Effective Forces in Thermal Amorphous Solids with Generic Interactions

TL;DR

This paper develops an effective theory for thermal amorphous solids with generic interactions, providing analytic expressions for effective forces and demonstrating their predictive power in understanding stable glassy systems.

Contribution

It introduces a new effective theory for thermal glasses with generic interactions, deriving effective forces from an effective potential and analyzing stability via an effective Hessian.

Findings

Effective forces can be derived from an effective potential in thermal glasses.

The effective Hessian's eigenvalues are positive for stable systems.

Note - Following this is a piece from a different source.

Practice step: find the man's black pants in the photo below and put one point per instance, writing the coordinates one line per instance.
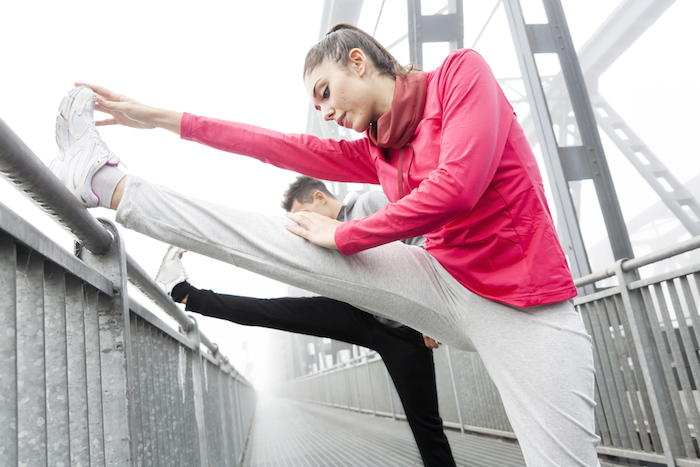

Analytic expressions enable predictions of system behavior.

Abstract

In thermal glasses at temperatures sufficiently lower than the glass transition, the constituent particles are trapped in their cages for sufficiently long time such that their {\em time-averaged positions} can be determined before diffusion and structural relaxation takes place. The effective forces are those that hold these average positions in place. In numerical simulations the effective forces $\B F_{ij}$ between any pair of particles can be measured as a time average of the {\em bare} forces $\B f_{ij}(\B r_{ij}(t))$. In general even if the bare forces come from two-body interactions, thermal dynamics dress the effective forces to contain many-body interactions. Here we develop the effective theory for systems with generic interactions, where the effective forces are derivable from an effective potential and in turn they give rise to an effective Hessian whose eigenvalues are all positive when the system is stable. In this Letter we offer analytic expressions for the effective theory, and demonstrate the usefulness and the predictive power of the approach.